İyiyim dedikçe iyi olacağındaki inancını gönder bana, sıradan tüm Cumartesi’leri gibi bir günün biten solgunluğunda, önce saçlarımdan başladığımda silinmeye, en son gülümsemem silinirken, uyumdan uzak, merhamete yakın, beklemeler ertesi gibi bir günde tüm düşündüklerini olmasa da en çok düşündüğün şeyleri yolla bana. Solgunluğumuzdan kaçak bir hikâye çıkaracaktım, az daha kalsak öylece. Her an yitmeye teşne, hâlâ hayal ile gerçeği karıştırıyorum seni bulmak için, başka yapacak bir şeyim yok ki… Sıcaklığının uçuk kokusunda, olmamışlığın içinde, hiç olmayacaklarla birlikte imkânsızlığındaki süregelen sonsuzluğu gönder bana.
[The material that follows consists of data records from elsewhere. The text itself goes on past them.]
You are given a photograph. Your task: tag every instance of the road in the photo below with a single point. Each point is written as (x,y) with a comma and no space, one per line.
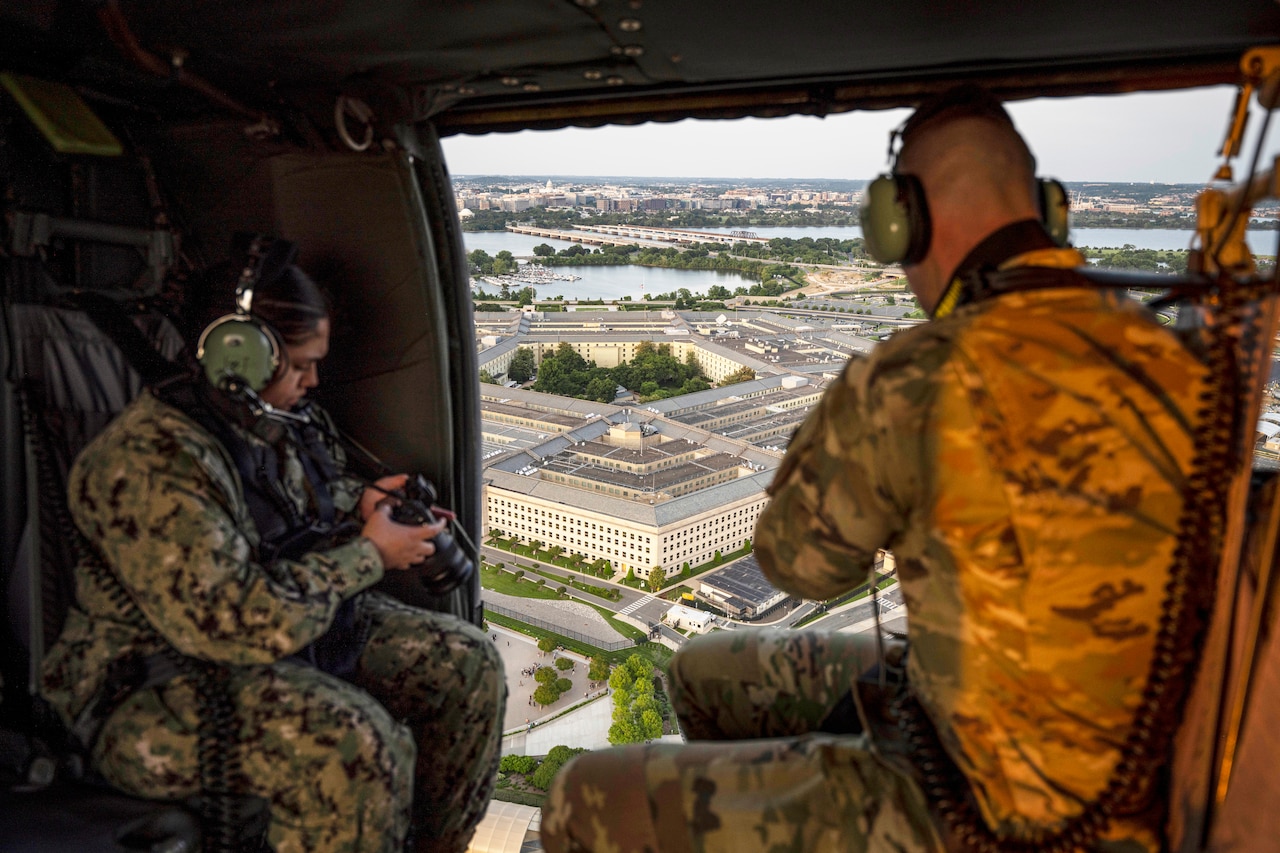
(648,609)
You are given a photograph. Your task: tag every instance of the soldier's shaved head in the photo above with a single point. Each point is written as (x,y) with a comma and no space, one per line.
(977,174)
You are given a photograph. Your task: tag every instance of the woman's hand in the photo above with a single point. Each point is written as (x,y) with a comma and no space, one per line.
(401,544)
(376,493)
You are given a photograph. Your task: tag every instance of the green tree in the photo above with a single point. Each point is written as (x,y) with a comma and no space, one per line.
(524,765)
(556,758)
(657,578)
(650,724)
(599,669)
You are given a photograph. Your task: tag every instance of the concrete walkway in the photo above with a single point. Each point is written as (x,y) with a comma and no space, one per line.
(519,655)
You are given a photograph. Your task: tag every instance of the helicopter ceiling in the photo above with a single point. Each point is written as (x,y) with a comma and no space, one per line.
(479,65)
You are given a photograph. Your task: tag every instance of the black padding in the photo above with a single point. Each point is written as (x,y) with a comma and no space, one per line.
(74,379)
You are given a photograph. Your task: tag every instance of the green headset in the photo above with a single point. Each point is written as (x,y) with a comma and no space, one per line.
(241,350)
(895,217)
Bunaltıdan da bulantıdan da çok iyiydi bulanık olmak. İstediğinde silebilirdin, banyoda sıcak suyla buharlaşmış aynadan siluetini siler gibi. Aşk öğretildiği gibi değildi ya da kitaplarda yazdığı gibi, herkes kendi aldatmacasını kendi içinde safça yaşıyordu. Sabahleyin uyandığında gerçekliğini kendine ispatlamak için yanını kontrol eder gibi, içini yoklarsın. Bulamazsın hiçbir yerde, anlık gördüğün rüya gibi yok olur her şey, hatta o kadar çok yok olur, o kadar inkâra kalkışır ki her şey kayıtsızca… Sonunda ya hiç yaşamadığına inandırılırsın ya da hayalden ibaret olduğuna, sadece senin anladığın bir his, yalnızca senin duyumsadığın bir hayal gibi kalır içinde bir yerde o boşluk. Kendi sıcaklığından, onun dudaklarındaki sıcaklıktan bile şüpheye düşersin zamanla, böyle olmasa zaten nasıl katlanılabilirdi ki… Ortada bir inkâr varsa gereği yapılmalıydı, hem de hemen. Kendi içinde sürekli kaybolan birini bulsan ne olurdu ki? Sadece bulduğunu zannederdin, o kaldığı yerden kaybolmaya devam ederdi, edecekti. Yeni bir şeyin başladığı yok, sadece unuttuğun geçmiş, tekrar çıkınca yeni zannediyorsun. Yaşadıkların yaşayacaklarının teminatı gibi, oradan bir yere gidemiyorsun. Gelecek diye beklediklerin geçmişte bir yerlerde oldu ve bitti. Sen kendi noktalarından sorumlusun. Başladığını zannettiğin şeylerin başı yok, başlığı yok. Ortalarda, ucundan bucağından yakalarsan ne âlâ…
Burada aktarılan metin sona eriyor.